Naturalmente, in presenza di figli valgono le stesse regole per le coppie sposate in termini di mantenimento e affidamento. Quindi, in caso di separazione, l’ex convivente economicamente più forte sarà tenuto a corrispondere all’altro un assegno periodico nell’interesse della prole.

Quali diritti non spettano alle coppie conviventi?

Ai conviventi di fatto sono comunque negati:

  • il diritto all’assegno di mantenimento. In caso di separazione e cessazione della convivenza, il partner in stato di bisogno può domandare solo gli alimenti qualora si trovi in serie difficoltà economiche;
  • il diritto all’eredità del partner: tuttavia, qualora il defunto abbia nominato il partner nel testamento, a quest’ultimo spetterà una parte della quota disponibile, cioè quella non riservata ai familiari più stretti;
  • il fondo patrimoniale: tale istituto, infatti, è riservato unicamente alle persone unite in matrimonio. La legge consente comunque ai conviventi con figli la possibilità di istituire un trust;
  • l’obbligo di fedeltà con la conseguenza che in caso di tradimento, il partner non può chiedere al giudice l’addebito della separazione (ossia l’attribuzione della colpa per la fine della convivenza) o il risarcimento del danno;
  • la pensione di reversibilità del convivente defunto;
  • l’adozione di minori.

Coppie non sposate: che succede se cessa la convivenza?
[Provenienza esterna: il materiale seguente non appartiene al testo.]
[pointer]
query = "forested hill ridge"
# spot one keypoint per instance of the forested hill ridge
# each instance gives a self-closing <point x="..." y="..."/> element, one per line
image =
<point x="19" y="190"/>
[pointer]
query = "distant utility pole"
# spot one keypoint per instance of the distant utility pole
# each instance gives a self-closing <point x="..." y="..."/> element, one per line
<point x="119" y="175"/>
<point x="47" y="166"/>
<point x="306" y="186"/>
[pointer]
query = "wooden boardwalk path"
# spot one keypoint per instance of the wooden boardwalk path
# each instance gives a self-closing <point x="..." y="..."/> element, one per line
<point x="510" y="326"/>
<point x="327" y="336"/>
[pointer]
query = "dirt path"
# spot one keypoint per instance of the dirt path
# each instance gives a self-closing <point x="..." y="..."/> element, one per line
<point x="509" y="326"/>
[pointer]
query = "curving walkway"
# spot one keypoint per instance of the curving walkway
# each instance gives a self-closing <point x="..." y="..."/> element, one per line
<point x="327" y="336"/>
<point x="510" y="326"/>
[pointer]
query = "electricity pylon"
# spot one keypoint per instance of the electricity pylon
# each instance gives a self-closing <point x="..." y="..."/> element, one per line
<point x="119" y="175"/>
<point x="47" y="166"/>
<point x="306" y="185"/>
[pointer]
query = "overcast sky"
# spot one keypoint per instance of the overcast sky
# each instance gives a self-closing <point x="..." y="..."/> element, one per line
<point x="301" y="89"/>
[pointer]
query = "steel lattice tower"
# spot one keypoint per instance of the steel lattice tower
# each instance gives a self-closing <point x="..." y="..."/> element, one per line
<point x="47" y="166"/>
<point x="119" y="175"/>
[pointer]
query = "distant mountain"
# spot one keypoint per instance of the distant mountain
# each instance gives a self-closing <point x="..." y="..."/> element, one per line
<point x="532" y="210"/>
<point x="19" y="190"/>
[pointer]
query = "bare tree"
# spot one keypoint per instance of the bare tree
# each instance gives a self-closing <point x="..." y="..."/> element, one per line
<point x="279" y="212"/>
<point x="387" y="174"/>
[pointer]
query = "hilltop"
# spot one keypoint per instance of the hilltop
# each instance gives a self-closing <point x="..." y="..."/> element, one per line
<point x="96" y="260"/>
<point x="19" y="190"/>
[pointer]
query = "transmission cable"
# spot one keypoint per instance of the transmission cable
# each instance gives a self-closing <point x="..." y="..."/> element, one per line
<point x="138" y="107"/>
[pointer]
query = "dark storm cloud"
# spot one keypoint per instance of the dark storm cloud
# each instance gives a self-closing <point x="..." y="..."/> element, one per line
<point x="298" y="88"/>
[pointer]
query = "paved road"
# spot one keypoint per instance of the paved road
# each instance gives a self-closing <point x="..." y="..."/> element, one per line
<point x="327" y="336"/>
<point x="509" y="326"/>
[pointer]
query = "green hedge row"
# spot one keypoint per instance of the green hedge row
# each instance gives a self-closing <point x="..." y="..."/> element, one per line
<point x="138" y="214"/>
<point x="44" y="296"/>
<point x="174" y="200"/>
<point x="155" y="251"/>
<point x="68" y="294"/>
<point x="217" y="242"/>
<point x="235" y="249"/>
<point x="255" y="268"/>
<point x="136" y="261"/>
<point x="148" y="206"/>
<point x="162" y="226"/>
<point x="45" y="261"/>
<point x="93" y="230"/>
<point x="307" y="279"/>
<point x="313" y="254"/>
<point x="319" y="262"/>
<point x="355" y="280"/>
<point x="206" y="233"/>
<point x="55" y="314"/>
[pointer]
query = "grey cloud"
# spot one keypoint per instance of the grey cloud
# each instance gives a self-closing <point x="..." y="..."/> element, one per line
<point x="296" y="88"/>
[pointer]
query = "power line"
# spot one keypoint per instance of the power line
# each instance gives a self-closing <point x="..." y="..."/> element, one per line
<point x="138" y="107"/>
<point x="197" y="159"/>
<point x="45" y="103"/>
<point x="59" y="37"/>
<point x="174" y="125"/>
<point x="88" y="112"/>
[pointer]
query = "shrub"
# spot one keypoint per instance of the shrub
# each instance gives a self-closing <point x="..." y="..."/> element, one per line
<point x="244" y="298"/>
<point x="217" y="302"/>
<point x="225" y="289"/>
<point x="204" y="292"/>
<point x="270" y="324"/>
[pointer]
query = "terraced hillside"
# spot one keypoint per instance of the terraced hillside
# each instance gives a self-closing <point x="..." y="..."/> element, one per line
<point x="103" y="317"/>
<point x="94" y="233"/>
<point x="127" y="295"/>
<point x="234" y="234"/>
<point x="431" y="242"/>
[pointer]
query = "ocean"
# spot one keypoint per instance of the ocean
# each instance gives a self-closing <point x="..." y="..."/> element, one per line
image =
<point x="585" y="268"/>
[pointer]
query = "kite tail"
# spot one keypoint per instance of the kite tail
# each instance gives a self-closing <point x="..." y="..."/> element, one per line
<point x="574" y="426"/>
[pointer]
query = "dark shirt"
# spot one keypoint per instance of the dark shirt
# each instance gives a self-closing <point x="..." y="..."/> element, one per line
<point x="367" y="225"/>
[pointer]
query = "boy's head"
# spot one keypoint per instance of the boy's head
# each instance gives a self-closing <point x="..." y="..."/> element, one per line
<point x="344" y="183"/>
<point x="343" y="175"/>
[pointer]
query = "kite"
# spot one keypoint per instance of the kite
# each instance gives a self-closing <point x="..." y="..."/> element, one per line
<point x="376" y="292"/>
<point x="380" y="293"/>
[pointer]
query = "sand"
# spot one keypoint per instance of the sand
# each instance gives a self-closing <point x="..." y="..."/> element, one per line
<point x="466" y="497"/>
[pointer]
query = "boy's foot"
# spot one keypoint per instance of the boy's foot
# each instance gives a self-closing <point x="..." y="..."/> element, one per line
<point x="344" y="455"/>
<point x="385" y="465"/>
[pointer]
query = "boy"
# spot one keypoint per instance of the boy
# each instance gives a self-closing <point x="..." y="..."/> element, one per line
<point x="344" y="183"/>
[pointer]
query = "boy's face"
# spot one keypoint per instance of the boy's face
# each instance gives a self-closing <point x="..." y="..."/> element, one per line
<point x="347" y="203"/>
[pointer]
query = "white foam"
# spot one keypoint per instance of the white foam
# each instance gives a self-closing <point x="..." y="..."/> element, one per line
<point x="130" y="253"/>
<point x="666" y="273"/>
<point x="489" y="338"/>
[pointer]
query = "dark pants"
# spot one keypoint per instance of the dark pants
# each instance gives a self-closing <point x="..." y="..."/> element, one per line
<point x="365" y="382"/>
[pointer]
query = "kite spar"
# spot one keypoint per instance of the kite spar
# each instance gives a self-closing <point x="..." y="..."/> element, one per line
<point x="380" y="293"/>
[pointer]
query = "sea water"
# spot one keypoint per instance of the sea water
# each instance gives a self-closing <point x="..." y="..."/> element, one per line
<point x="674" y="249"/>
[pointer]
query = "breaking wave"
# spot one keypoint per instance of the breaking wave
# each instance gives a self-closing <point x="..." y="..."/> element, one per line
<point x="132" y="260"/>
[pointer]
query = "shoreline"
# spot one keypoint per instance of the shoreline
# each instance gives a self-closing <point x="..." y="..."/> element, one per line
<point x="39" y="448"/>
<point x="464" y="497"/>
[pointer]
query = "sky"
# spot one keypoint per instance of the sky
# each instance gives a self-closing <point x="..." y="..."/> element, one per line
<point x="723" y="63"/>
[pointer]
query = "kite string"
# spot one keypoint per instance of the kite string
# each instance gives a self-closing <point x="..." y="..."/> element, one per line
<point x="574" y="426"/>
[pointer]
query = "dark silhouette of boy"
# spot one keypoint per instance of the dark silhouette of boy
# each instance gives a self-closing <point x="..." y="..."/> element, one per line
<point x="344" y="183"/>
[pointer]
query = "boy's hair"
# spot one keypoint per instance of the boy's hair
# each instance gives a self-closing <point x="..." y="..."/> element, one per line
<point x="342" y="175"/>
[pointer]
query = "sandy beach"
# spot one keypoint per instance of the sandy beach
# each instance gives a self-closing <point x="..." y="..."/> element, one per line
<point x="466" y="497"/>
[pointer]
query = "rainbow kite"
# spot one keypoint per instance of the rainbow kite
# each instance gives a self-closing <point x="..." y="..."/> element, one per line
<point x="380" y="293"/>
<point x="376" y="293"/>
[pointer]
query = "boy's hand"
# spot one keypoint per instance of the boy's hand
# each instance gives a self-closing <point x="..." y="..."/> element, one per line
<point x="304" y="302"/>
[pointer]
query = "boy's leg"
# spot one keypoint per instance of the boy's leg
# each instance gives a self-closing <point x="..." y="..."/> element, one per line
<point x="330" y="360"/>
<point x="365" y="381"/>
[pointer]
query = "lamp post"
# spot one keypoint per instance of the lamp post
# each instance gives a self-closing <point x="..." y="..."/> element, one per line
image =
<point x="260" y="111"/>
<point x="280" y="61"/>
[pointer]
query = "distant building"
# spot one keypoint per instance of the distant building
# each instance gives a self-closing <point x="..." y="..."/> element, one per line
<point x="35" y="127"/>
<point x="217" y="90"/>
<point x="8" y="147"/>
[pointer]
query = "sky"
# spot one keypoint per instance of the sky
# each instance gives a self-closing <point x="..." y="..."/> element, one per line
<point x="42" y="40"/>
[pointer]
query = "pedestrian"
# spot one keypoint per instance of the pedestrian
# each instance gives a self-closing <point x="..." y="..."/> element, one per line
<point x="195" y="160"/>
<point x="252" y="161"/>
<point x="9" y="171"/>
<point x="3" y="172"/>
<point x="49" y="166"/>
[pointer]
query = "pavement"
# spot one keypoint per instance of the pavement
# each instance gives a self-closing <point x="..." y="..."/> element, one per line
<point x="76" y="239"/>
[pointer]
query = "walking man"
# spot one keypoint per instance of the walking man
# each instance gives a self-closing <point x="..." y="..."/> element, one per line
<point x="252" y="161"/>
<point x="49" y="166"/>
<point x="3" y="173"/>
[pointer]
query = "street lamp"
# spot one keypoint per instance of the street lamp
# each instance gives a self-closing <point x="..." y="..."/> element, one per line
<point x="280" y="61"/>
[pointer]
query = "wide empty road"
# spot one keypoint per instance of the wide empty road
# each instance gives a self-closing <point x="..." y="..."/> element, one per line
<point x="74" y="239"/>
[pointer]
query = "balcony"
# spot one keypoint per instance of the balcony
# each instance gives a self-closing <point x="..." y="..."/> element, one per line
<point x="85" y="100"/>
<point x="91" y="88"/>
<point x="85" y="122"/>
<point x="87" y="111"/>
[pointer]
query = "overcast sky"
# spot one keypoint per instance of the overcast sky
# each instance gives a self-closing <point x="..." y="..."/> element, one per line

La cessazione della convivenza può avvenire in caso di:

  • decesso di uno dei conviventi;
  • matrimonio oppure unione civile di uno dei partner;
  • fine della coabitazione;
  • estinzione dei legami affettivi di coppia e di reciproca assistenza morale e materiale

La cessazione della convivenza deve essere dichiarata al Comune di residenza presentando un apposito modulo. In tal caso, come ti ho già spiegato, il partner in stato di bisogno ha il diritto di chiedere ed ottenere gli alimenti, ossia una somma periodica necessaria per il vitto, le medicine e l’alloggio. Inoltre, se ci sono dei figli, la coppia può trovare un accordo sulle modalità di affidamento e la casa potrà essere assegnata all’ex partner che convive con la prole anche se non è proprietario dell’immobile.